Justice Korkpor made the statement at a ceremony where Magistrate Nyan Ben turned over the Ganta Magisterial Court to his successor, S. Yarlor Saywon as the new stipendiary magistrate.
“Don’t take bond fees from anyone standing trial or as a means to intimidate those seeking justice,” he said.
Korkpor, who was very frank in his deliberation at the ceremony, urged judges to use the resources they have in discharging their duties, rather than take money from people who are seeking for justice from them.
Although he did not point to any punishment for judicial malpractices, he admonished them to be strong and do things according to the law by helping the people get just justice.
“If you do the right things and people thank God for your sake, that alone will make you to live long and be respected in the community,” he said.
The Ganta Magisterial Court is one of the leading courts in Nimba County but with limited manpower and space for the court, said outgoing Nyan M. Ben.
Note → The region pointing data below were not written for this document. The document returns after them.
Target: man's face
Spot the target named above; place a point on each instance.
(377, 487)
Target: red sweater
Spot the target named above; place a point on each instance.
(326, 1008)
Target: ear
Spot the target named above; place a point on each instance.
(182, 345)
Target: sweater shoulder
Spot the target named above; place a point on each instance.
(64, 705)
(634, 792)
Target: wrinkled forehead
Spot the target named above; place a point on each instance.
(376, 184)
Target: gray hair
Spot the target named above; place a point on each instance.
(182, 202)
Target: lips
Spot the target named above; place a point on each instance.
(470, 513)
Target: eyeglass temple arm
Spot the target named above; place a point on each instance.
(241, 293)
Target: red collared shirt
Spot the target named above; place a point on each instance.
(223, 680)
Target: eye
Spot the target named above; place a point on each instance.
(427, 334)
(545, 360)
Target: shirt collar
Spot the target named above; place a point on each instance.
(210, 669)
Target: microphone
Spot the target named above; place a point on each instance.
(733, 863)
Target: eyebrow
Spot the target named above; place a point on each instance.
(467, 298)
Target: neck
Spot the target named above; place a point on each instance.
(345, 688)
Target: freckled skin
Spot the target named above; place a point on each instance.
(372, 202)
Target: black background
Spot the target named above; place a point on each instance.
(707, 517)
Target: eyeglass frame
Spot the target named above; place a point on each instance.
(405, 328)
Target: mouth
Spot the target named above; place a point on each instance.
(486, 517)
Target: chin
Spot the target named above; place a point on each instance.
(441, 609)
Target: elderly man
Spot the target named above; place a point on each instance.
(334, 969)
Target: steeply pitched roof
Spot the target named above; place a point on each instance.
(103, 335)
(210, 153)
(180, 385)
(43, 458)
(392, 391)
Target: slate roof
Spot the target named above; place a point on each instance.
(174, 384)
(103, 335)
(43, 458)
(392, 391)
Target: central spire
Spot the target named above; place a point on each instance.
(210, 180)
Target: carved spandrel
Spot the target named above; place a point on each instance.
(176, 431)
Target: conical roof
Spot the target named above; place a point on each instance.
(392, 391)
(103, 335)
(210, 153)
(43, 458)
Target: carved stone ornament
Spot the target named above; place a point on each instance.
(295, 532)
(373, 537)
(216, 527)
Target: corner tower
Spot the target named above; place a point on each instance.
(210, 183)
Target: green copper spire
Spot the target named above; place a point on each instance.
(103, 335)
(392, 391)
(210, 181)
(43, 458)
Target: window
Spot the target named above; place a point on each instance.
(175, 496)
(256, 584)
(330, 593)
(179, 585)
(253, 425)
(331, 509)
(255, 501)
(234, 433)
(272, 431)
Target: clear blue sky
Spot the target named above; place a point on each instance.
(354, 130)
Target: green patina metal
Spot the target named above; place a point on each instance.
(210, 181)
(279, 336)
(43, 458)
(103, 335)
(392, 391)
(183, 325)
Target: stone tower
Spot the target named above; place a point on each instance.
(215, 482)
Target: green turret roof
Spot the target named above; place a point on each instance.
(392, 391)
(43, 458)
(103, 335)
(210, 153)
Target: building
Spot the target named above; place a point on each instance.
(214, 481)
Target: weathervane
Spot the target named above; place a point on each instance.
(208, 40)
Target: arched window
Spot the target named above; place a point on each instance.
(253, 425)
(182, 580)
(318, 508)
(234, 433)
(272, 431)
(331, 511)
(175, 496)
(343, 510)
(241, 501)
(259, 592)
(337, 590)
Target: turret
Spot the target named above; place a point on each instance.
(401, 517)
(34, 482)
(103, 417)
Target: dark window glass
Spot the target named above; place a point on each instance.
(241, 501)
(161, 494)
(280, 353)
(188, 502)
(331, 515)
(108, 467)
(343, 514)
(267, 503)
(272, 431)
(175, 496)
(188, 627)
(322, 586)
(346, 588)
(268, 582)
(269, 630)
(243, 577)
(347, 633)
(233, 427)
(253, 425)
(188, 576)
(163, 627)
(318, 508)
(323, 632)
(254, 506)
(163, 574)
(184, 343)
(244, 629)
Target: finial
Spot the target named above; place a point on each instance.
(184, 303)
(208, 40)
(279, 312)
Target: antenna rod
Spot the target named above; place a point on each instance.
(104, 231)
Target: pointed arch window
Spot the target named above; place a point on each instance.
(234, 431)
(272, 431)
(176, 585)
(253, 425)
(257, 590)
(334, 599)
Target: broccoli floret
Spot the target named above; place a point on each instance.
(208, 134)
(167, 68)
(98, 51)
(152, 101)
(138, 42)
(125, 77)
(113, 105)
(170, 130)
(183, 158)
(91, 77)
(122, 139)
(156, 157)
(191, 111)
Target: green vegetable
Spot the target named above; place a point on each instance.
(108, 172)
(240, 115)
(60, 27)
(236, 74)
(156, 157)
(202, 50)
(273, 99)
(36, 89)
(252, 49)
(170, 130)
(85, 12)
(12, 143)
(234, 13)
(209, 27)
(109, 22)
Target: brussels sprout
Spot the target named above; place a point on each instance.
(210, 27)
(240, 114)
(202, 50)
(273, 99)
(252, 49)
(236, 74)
The Chief Justice said it will be taking care of.
The outgoing Stipendiary Magistrate Ben served Ganta for four years, something the Chief Justice said it was too much for a judge to stay in one community for such they will get accustomed to the people.
The incoming Yarlor Saywon, II assured the public of a good working relationship and called for cooperation from the citizens and all party litigants.
Magistrate Saywon served as principal for both Yini High in Ganta and later at Tappeh Memorial High in Tappita. He also served as teacher John Wesley Pearson High School in Ganta and again as Superintendent of Nimba from 1999 to 2001.
Chief Justice Korkpor explained that his reason for endorsing the turning over ceremony is because Ganta is one of the cities in Liberia with people of diverse backgrounds.
“In so doing,” he said, “I am here to sound some warning against some of the judicial malpractices in the court.”
He also warned citizens to respect the law of this country and must give the judiciary a chance to discharge their duties. “Don’t take the law into your own hands, by assaulting those who are accused of wrongdoing. In fact, don’t carry on a mob action,” he said.
“Don’t try the people in a mob court, seek court’s remedy and respect the view of the court, but if you are displeased with the court’s decision then you must appeal to the high court for redress,” he said.